Simply stated, under the above requirements, if the employer and employee had agreed to a payroll advance, the employer was legally entitled to make a deduction from the employee’s pay only if the employee gave their written consent at the time of each and every deduction even if these were to reoccur over several pay periods.
Under the new rule, which became effective August 22, 2014, employee consent requirements have been modified to recognize that employers and employees may enter into a written agreement in advance of making the deduction, permitting that deductions will occur over a period of time.
To take advantage of this new rule, the following must be followed:
1. The employer and employee must be entered into a written agreement authorizing the deduction over a recurring series of deductions over time.
2. The written document must provide, over the period of time during which the deductions will be made, very specific dates (time frame in which the deductions will occur).
3. The periodic deduction must be for the same amount for each pay period.
4. The written authorization must contain a statement that the individual employee may voluntarily withdraw his or her authorization to make the deduction and that this withdrawal should be in writing.

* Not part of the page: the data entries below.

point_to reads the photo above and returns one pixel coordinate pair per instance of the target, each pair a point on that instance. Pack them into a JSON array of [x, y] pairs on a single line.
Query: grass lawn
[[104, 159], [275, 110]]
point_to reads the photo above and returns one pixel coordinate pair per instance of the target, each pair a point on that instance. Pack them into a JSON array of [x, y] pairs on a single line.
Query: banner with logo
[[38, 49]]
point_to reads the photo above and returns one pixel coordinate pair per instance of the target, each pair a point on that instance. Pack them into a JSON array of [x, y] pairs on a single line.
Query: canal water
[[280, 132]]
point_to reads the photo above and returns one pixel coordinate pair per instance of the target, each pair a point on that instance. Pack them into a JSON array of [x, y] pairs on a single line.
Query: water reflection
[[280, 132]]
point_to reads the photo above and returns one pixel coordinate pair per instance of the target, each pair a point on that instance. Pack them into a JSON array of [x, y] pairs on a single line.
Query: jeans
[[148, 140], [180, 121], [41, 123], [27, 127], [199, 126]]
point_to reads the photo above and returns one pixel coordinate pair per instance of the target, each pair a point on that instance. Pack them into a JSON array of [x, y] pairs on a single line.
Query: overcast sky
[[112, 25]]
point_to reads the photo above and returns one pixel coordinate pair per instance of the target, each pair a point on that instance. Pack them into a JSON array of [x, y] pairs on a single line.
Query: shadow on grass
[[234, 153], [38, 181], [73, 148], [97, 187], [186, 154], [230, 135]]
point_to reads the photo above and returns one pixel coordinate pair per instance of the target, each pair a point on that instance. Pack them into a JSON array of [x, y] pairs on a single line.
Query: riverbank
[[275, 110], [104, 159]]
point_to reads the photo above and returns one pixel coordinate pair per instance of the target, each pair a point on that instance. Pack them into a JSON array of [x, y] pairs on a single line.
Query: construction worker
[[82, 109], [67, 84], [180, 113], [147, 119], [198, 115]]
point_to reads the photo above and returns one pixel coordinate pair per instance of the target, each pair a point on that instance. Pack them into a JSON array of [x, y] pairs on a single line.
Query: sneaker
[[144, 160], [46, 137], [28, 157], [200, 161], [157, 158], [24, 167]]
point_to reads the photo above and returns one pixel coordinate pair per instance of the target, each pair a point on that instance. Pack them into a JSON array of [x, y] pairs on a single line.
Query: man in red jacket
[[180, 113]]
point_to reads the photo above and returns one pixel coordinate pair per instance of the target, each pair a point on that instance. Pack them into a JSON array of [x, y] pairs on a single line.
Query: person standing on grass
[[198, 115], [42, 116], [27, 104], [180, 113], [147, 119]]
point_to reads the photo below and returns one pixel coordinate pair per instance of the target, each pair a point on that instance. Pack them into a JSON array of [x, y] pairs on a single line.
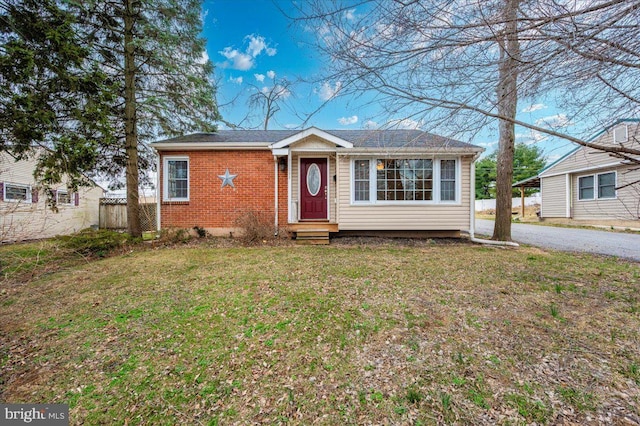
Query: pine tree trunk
[[131, 132], [507, 92]]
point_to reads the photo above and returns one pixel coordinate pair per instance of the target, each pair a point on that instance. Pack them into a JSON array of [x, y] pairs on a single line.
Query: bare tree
[[463, 65], [268, 99]]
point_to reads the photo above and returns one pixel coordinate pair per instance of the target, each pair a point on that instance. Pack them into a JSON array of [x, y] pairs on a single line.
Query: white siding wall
[[24, 221], [586, 158], [435, 217], [554, 196], [626, 205]]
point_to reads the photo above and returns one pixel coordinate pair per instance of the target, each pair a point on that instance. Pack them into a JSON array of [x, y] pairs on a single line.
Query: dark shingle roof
[[359, 138]]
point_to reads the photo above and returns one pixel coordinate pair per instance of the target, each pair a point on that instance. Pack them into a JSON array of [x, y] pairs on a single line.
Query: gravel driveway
[[570, 239]]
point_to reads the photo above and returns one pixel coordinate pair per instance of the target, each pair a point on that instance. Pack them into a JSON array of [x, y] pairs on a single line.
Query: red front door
[[313, 189]]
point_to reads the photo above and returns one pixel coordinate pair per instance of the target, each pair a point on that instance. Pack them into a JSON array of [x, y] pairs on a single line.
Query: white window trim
[[18, 185], [165, 178], [64, 191], [436, 183], [596, 186], [596, 192]]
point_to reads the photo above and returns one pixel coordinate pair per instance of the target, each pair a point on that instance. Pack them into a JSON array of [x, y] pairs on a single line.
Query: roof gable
[[586, 157], [312, 131]]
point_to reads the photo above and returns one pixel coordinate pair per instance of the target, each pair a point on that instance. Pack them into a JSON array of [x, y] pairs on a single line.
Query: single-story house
[[359, 181], [591, 184], [24, 213]]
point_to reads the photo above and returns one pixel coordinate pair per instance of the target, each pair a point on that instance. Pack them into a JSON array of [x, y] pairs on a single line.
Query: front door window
[[313, 179]]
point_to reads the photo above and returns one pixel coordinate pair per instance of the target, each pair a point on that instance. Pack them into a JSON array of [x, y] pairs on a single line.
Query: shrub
[[201, 232], [255, 227]]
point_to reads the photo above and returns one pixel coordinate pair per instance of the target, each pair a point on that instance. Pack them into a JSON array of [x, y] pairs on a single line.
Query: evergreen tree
[[54, 99], [91, 82], [154, 51]]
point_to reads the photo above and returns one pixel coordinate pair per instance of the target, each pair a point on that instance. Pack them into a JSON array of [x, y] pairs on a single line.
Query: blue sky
[[252, 45]]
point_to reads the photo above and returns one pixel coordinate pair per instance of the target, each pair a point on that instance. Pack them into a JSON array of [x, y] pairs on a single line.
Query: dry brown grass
[[361, 332]]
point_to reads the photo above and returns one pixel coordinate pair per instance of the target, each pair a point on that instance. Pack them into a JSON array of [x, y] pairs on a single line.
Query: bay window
[[405, 180]]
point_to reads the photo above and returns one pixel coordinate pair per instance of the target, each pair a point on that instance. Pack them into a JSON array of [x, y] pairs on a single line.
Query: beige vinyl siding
[[24, 221], [587, 158], [295, 182], [626, 205], [554, 196], [402, 217]]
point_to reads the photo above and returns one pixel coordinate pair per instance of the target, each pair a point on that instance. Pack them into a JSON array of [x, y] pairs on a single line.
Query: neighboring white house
[[590, 184], [24, 214]]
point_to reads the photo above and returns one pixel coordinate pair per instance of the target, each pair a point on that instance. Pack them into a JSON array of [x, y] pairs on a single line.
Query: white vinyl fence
[[516, 202]]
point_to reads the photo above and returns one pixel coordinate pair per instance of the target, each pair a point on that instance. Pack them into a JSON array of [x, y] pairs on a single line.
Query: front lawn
[[385, 333]]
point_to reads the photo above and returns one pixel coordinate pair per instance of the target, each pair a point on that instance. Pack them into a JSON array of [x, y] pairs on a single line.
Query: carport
[[532, 182]]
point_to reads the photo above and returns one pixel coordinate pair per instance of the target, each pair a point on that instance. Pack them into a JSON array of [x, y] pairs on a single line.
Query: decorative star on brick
[[227, 179]]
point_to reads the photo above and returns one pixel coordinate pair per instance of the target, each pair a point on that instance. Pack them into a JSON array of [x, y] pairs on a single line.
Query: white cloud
[[327, 91], [243, 61], [281, 92], [236, 59], [369, 124], [345, 121], [257, 45], [534, 107], [531, 137], [554, 121], [350, 14], [205, 57]]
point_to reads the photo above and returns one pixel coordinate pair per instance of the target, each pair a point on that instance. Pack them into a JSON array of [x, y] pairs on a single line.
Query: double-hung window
[[176, 179], [16, 192], [600, 186], [63, 197], [361, 184], [405, 180]]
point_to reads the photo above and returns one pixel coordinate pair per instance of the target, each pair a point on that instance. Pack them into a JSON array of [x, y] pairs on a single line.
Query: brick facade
[[215, 208]]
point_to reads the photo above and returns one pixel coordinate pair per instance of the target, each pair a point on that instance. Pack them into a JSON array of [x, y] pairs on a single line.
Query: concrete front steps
[[312, 233]]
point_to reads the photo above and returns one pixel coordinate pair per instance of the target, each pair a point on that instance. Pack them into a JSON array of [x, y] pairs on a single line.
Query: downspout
[[472, 213], [472, 196], [158, 193], [275, 169]]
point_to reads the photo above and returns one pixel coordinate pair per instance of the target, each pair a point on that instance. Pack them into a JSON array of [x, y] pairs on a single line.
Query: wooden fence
[[113, 214]]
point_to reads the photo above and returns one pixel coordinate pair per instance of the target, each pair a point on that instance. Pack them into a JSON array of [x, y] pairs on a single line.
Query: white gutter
[[194, 146]]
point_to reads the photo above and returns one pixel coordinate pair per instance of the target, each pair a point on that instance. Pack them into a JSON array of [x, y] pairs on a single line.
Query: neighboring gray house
[[589, 184]]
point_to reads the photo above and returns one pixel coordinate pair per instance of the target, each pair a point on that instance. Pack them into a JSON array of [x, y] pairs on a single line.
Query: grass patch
[[427, 333]]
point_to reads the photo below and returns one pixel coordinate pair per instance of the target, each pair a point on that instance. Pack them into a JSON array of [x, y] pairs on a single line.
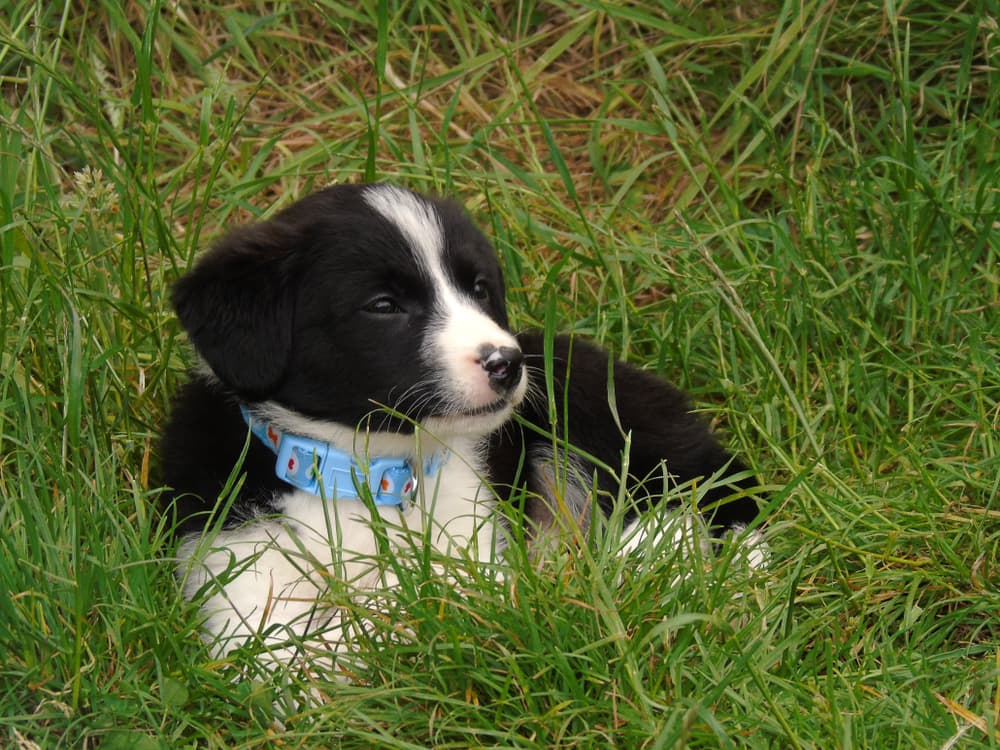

Although not required, it is the suggestion of the author that this written agreement authorizing the deductions be executed in duplicate original copies with one (1) original to be retained by the employer and the other original to be retained by the individual employee.
Employers should also take note that even with this new rule authorizing a written document permitting this type of deduction, no deduction can take place if the deduction would allow an employee’s actual received wages to be less than the minimum wage for a particular pay period and, in addition, employers should ensure that deductions do not exceed fifteen percent (15%) of the employee’s gross wages for the pay period or final compensation because this would create a potential conflict with the Federal Consumer Credit Protection Act.
Surprising as it may seem, the Illinois Department of Labor has finally “scored one” on behalf of the employer!